M5 Stack Solid State Relay Unit (BT136S) Documentation
Overview
The M5 Stack Solid State Relay Unit (BT136S) is a compact and versatile relay module designed for use with the M5 Stack series of microcontrollers. This module features a single-channel solid-state relay (SSR) that can be controlled digitally, making it ideal for a wide range of IoT and automation applications.
Specifications
Relay Type: Single-channel solid-state relay (SSR)
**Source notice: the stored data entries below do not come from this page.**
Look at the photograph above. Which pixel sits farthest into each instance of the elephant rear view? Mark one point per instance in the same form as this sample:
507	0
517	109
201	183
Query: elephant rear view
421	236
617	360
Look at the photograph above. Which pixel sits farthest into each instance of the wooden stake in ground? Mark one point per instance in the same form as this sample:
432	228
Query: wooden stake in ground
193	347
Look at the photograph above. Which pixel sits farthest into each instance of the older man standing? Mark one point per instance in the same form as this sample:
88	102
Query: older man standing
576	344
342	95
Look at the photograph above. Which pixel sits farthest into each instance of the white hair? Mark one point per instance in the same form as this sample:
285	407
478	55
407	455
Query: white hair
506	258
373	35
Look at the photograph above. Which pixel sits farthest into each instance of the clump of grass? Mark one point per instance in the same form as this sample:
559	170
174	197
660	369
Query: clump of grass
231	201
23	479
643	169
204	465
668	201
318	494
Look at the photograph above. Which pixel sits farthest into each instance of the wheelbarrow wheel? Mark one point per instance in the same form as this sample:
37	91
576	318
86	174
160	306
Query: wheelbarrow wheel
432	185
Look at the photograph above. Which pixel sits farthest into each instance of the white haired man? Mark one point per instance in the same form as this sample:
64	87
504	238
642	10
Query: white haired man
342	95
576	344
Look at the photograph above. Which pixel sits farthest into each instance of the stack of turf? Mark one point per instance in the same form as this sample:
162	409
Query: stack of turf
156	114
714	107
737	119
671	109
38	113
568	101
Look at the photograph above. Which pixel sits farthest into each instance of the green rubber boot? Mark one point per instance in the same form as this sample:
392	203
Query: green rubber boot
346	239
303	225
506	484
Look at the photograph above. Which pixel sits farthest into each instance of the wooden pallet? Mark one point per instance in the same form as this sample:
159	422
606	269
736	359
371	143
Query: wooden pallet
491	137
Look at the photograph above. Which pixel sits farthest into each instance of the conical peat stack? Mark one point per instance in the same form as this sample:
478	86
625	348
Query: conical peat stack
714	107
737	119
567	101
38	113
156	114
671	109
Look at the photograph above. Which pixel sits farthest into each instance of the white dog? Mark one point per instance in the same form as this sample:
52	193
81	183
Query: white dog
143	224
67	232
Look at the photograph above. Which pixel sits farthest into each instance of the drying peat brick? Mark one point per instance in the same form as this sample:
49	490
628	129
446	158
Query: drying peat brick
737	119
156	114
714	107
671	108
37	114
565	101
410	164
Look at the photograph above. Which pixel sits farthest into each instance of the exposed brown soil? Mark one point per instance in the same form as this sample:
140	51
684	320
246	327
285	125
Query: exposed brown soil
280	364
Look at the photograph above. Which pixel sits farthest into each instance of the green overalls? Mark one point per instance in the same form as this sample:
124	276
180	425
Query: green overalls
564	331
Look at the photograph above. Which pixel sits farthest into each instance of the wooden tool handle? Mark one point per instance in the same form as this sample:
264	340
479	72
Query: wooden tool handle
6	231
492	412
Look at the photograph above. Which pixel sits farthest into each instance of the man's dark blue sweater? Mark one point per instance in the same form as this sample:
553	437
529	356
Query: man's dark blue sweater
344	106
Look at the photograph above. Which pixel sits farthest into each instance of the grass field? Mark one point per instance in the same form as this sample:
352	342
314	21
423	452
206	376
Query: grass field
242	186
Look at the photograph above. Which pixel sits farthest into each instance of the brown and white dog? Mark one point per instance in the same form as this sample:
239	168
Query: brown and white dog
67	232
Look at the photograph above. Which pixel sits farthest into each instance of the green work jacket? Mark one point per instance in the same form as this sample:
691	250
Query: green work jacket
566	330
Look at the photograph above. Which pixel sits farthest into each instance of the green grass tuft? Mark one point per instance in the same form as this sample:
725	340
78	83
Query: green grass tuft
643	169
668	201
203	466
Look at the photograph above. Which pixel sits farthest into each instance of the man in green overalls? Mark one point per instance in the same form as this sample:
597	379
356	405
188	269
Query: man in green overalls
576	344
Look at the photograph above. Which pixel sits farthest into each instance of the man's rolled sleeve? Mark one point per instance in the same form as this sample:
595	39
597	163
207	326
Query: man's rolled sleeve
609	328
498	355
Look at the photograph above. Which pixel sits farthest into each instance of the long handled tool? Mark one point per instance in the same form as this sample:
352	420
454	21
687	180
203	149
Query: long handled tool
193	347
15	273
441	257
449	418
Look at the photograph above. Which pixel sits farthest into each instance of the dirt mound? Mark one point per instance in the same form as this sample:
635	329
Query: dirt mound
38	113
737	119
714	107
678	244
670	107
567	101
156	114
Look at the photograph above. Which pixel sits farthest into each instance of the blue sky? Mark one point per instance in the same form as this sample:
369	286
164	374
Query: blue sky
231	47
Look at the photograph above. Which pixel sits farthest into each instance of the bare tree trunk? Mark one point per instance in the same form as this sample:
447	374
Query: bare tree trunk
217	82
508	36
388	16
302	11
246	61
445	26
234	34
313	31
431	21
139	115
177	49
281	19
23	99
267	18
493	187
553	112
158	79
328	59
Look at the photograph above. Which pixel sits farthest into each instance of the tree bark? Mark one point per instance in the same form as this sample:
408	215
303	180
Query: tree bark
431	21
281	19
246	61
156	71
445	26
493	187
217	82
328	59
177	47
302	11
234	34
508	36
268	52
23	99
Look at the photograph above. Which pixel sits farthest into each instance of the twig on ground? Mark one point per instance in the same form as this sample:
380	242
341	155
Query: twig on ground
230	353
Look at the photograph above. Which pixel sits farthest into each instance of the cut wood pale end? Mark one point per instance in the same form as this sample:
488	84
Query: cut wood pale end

 Rated Capacity: 2A/250VAC
 Operating Voltage: 3.3V/5V
 Control Signal: Digital (High/Low)
 Dimensions: 24.2 x 22.2 x 12.8 mm
Pinout
The M5 Stack Solid State Relay Unit (BT136S) has a simple and intuitive pinout:
| Pin | Function |
| --- | --- |
| VCC | Power supply (3.3V/5V) |
| GND | Ground |
| SIG | Control signal (digital input) |
Code Examples
### Example 1: Basic Relay Control using M5 Stack Arduino Core
In this example, we'll demonstrate how to control the relay using the M5 Stack Arduino core.
```cpp
#include <M5Stack.h>
#define RELAY_PIN 22 // Replace with the digital pin connected to the relay
void setup() {
  M5.begin(); // Initialize the M5 Stack
  pinMode(RELAY_PIN, OUTPUT); // Set the relay control pin as an output
}
void loop() {
  digitalWrite(RELAY_PIN, HIGH); // Turn the relay ON
  delay(1000); // Wait for 1 second
  digitalWrite(RELAY_PIN, LOW); // Turn the relay OFF
  delay(1000); // Wait for 1 second
}
```
### Example 2: Home Automation using M5 Stack and Wi-Fi
In this example, we'll create a simple home automation system using the M5 Stack, Wi-Fi, and the relay module.
```cpp
#include <M5Stack.h>
#include <WiFi.h>
#define RELAY_PIN 22 // Replace with the digital pin connected to the relay
#define WIFI_SSID "your_wifi_ssid"
#define WIFI_PASSWORD "your_wifi_password"
WiFiServer server(80); // Create a Wi-Fi server
void setup() {
  M5.begin(); // Initialize the M5 Stack
  pinMode(RELAY_PIN, OUTPUT); // Set the relay control pin as an output
  WiFi.begin(WIFI_SSID, WIFI_PASSWORD); // Connect to Wi-Fi
  while (WiFi.status() != WL_CONNECTED) {
    delay(1000);
    Serial.println("Connecting to Wi-Fi...");
  }
  Serial.println("Connected to Wi-Fi");
  server.begin(); // Start the Wi-Fi server
}
void loop() {
  WiFiClient client = server.available(); // Check for incoming client requests
  if (client) {
    String request = client.readStringUntil('
');
    if (request.indexOf("relay:on") != -1) {
      digitalWrite(RELAY_PIN, HIGH); // Turn the relay ON
      client.println("HTTP/1.1 200 OK");
      client.println("Content-Type: text/html");
      client.println("");
      client.println("Relay is ON");
    } else if (request.indexOf("relay:off") != -1) {
      digitalWrite(RELAY_PIN, LOW); // Turn the relay OFF
      client.println("HTTP/1.1 200 OK");
      client.println("Content-Type: text/html");
      client.println("");
      client.println("Relay is OFF");
    }
  }
}
```
Note: These examples are meant to serve as starting points for your projects. Make sure to modify the code to suit your specific requirements and handle any necessary error checking and safety measures.